3. De nieuwe bestuurlijke handhavingsinstrumenten

De leden van de PvdA-fractie zien, vanuit het oogpunt van rechtsbescherming, veel in het idee om gescheiden afdelingen te creëren voor het toezicht binnen de organisatie van de toezichthouder enerzijds en de sanctie afdeling anderzijds. Het lijkt strijdig met het principe van een onafhankelijke rechtsgang deze twee taken in één hand te houden. Zeker gezien de opmerkingen van deze leden over het zwijgrecht is het essentieel dat die scheiding van taken op een zuivere manier gestalte krijgt. Kan de regering toelichten hoe zij zich dat voorstelt, en welke regels zij dienaangaande wenst te stellen. Aan de andere kant zien deze leden een goede waarborg in het beroep op de onafhankelijke rechtbank en hoger beroep bij het College van Beroep voor het Bedrijfsleven (CBB).

De leden van de CDA-fractie constateren dat in wetsvoorstel de bevoegdheid om de dwangsom of een bestuurlijke boete op te leggen in enkele wetten rechtstreeks wordt toegekend aan de toezichthouder. In andere wetten wordt die bevoegdheid toegekend aan de Minister van Financiën, die deze bevoegdheid vervolgens aan de toezichthouder kan delegeren. Aangegeven wordt dat dit verschil voortvloeit uit de op dit punt uiteenlopende wetssystematiek in de verschillende betrokken wetten.
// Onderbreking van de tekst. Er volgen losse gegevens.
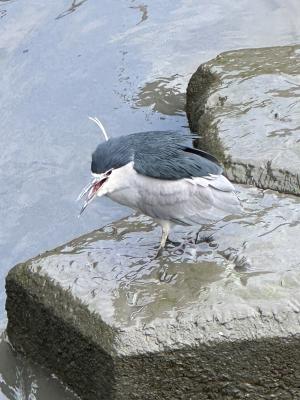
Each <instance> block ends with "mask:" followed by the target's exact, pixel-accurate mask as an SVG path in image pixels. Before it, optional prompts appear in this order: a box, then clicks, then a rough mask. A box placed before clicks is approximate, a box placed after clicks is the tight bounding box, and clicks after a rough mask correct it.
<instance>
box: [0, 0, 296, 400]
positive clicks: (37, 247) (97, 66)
mask: <svg viewBox="0 0 300 400" xmlns="http://www.w3.org/2000/svg"><path fill="white" fill-rule="evenodd" d="M299 20H300V5H299V2H298V1H297V0H287V1H285V2H282V1H279V0H241V1H239V2H233V1H230V0H213V1H209V0H203V1H201V2H198V1H196V0H181V1H174V0H173V1H170V0H166V1H164V2H161V1H158V0H157V1H155V0H152V1H150V0H149V1H147V0H145V1H143V2H142V1H141V2H140V1H138V0H135V1H134V0H132V1H131V0H120V1H108V0H103V1H101V2H99V1H97V0H81V1H80V0H78V1H75V0H74V1H73V0H64V1H60V2H51V1H47V2H46V1H41V0H39V1H38V0H6V1H4V0H0V102H1V103H0V104H1V107H0V144H1V157H0V171H1V172H0V224H1V230H0V254H1V261H0V263H1V265H0V327H1V330H2V331H3V330H4V329H5V325H6V316H5V311H4V303H5V290H4V280H5V276H6V274H7V272H8V270H9V268H10V267H11V266H13V265H14V264H16V263H18V262H20V261H23V260H25V259H27V258H29V257H32V256H34V255H36V254H37V253H39V252H43V251H45V250H46V249H50V248H52V247H54V246H56V245H58V244H61V243H63V242H66V241H68V240H70V239H72V238H74V237H76V236H78V235H81V234H83V233H85V232H88V231H91V230H93V229H96V228H98V227H101V226H104V225H105V224H107V223H110V222H112V221H115V220H117V219H119V218H121V217H124V216H126V215H129V214H130V213H131V210H128V209H125V208H123V207H121V206H119V205H117V204H114V203H112V202H110V201H109V200H105V199H102V200H101V202H100V201H98V202H95V203H94V204H93V205H92V206H91V207H90V209H89V210H88V211H87V212H86V215H84V216H83V217H82V218H81V219H78V218H77V214H78V211H79V205H78V204H77V203H76V202H75V199H76V197H77V195H78V193H79V192H80V191H81V189H82V187H83V186H84V185H85V184H86V182H87V180H88V179H89V163H90V153H91V152H92V150H93V149H94V147H95V146H96V144H97V143H98V142H99V140H101V137H100V135H99V130H98V129H97V127H96V126H95V125H93V124H92V123H91V122H90V121H89V120H88V118H87V117H88V116H89V115H91V116H98V117H99V118H100V119H101V120H102V122H103V123H104V125H105V127H106V128H107V131H108V132H109V135H110V136H118V135H123V134H127V133H131V132H137V131H146V130H169V129H181V130H183V131H184V130H186V131H187V121H186V117H185V112H184V102H185V98H184V92H185V88H186V85H187V82H188V80H189V77H190V76H191V74H192V73H193V72H194V71H195V70H196V68H197V67H198V66H199V64H200V63H201V62H204V61H207V60H208V59H210V58H212V57H215V56H216V55H217V54H218V53H219V52H221V51H224V50H230V49H237V48H245V47H264V46H275V45H283V44H297V43H299V39H300V25H299ZM72 397H73V395H72V394H71V393H70V392H68V391H67V390H66V389H64V387H63V386H62V385H61V384H60V383H59V382H58V381H57V380H56V379H54V378H53V377H51V376H50V375H48V374H47V373H45V372H43V371H42V370H41V368H39V367H37V366H32V365H30V363H28V362H27V360H24V359H23V358H22V357H20V356H17V355H15V354H14V353H13V352H12V350H11V348H10V347H9V345H8V344H7V343H6V342H5V341H4V340H2V341H1V342H0V399H2V398H3V399H30V400H33V399H40V400H45V399H48V398H49V399H50V398H51V399H64V400H66V399H70V398H72Z"/></svg>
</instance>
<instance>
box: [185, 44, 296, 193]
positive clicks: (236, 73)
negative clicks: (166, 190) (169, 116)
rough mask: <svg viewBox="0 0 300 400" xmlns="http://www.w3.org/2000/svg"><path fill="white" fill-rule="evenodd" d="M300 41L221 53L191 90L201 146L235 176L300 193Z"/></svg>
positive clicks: (237, 179) (203, 71)
mask: <svg viewBox="0 0 300 400" xmlns="http://www.w3.org/2000/svg"><path fill="white" fill-rule="evenodd" d="M299 76H300V46H286V47H272V48H265V49H247V50H238V51H231V52H226V53H222V54H220V55H219V56H217V57H216V58H215V59H213V60H211V61H209V62H207V63H205V64H203V65H201V66H200V67H199V69H198V70H197V72H196V73H195V74H194V75H193V76H192V78H191V80H190V82H189V86H188V91H187V114H188V117H189V122H190V127H191V129H192V131H194V132H198V133H199V134H200V135H201V136H202V138H201V139H200V140H199V146H200V147H205V148H207V149H208V150H210V151H211V152H213V153H215V154H216V155H217V156H218V157H219V158H220V159H221V160H222V161H223V162H224V164H225V166H226V174H227V175H228V177H229V178H230V179H231V180H233V181H234V182H238V183H247V184H254V185H255V186H257V187H260V188H264V189H266V188H269V189H274V190H278V191H280V192H285V193H292V194H297V195H299V194H300V175H299V169H300V80H299Z"/></svg>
Deze leden vragen of het juridisch en bestuurlijk zuiver is om ten aanzien van de dwangsom en de bestuurlijke boete twee verschillende routes te kennen. Is het niet wenselijk dat de Minister van Financiën in overleg met de Minister van Justitie streeft naar een harmonisatie van deze verschillende vormen van beleid? Met betrekking tot de bevoegdheid van de Minister van Financiën om nadere regels te stellen die niet aan de toezichthouders kunnen worden gedelegeerd en voorzover deze nadere regels betrekking hebben op het beleid ten aanzien van het opleggen van bestuurlijke boete, wordt door de Minister van Financiën aangegeven dat zij worden gesteld in overeenstemming met de Minister van Justitie. De leden van de CDA-fractie willen graag de vraag beantwoord zien of dit ook gebeurt wanneer de Minister van Financiën gebruik maakt van zijn eigen autonome bevoegdheid om een dwangsom of een bestuurlijke boete op te leggen.
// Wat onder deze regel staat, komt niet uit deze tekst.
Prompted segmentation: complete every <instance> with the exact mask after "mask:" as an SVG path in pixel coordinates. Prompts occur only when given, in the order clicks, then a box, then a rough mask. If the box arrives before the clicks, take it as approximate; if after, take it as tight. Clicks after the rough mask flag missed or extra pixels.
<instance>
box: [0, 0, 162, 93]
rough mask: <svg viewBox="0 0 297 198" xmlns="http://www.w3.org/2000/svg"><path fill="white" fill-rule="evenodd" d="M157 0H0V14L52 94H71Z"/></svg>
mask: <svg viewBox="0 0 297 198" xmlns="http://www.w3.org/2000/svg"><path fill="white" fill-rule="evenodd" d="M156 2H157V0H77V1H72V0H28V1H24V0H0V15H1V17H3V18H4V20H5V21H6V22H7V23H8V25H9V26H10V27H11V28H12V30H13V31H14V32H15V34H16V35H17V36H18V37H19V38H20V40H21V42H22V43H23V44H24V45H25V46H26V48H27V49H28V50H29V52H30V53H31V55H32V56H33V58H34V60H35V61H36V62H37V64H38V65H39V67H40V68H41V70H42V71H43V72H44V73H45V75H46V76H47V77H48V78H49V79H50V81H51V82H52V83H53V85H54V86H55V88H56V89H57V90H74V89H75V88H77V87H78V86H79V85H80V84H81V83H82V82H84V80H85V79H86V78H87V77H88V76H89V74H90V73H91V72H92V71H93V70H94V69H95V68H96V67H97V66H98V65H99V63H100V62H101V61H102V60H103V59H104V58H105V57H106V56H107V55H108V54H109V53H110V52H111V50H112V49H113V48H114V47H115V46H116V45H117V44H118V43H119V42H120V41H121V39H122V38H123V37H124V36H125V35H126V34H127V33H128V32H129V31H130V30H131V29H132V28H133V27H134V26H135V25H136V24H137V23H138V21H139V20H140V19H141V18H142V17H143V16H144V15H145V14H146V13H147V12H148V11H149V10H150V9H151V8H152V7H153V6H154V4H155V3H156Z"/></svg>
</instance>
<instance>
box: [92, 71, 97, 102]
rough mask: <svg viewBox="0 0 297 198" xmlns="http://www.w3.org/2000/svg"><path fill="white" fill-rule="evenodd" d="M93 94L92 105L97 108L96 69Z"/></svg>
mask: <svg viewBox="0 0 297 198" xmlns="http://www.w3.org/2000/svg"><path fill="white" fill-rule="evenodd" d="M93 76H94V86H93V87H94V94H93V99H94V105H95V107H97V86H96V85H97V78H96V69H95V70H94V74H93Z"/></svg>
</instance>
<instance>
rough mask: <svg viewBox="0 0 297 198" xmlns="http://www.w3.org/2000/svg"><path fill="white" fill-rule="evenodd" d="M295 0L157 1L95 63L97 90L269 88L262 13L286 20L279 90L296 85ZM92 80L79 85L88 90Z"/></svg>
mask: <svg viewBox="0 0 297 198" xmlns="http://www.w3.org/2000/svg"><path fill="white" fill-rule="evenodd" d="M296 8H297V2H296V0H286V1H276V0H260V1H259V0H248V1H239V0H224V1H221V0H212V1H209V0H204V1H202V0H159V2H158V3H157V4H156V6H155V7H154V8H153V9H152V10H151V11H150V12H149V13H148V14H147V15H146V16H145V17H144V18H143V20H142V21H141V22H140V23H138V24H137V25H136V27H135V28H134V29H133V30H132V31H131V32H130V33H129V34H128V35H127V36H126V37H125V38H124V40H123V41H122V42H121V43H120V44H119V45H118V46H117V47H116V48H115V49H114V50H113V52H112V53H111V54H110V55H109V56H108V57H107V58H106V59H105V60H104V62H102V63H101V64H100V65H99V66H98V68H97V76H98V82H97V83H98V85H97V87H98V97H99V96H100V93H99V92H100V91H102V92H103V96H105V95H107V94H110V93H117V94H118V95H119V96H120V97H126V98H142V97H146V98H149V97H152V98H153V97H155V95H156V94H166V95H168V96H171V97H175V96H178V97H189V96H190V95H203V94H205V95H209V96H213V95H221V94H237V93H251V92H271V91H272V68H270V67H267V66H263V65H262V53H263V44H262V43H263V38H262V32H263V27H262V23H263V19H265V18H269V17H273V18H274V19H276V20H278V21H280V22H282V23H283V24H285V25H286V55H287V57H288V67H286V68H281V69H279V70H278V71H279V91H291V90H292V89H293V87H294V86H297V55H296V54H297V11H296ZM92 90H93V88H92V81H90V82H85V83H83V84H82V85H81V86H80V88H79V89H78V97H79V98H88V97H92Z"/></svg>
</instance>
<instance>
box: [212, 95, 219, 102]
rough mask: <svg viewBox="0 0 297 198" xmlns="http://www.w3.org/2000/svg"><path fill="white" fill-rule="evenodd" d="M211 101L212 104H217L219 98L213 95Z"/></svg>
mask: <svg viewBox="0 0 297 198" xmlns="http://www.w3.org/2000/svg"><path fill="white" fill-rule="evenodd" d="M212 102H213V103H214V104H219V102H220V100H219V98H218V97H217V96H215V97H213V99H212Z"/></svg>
De leden van de VVD-fractie hebben ernstige vraagtekens bij het in één hand houden van uitvoering van beleid, controle, opsporing en sanctionering. Immers, de overweging om «bestuursorganen zelf verantwoordelijk te stellen voor de handhaving» (blz. 4 en 5 van de memorie van toelichting) wordt direct tegengesproken door de noodzaak tot functiescheiding. De leden van de VVD-fractie beoordelen de suggestie om de verschillende taken niet bij dezelfde functionaris te leggen als onvoldoende. Functiescheiding vergt ten minste een ingrijpende scheiding binnen de organisatiestructuur, bijvoorbeeld in verschillende kamers, zoals de Belastingdienst/Fiscale inlichtingen- en opsporingsdienst (FIOD) die kent. Zelfs dan lijkt de functiescheiding niet gewaarborgd: «Chinese muren» zijn voor buitenstaanders op geen enkele wijze te controleren. De rechtszekerheid komt daarmee in het geding. Kan de regering aangeven waarom ze niet meer waarborgen heeft vastgelegd?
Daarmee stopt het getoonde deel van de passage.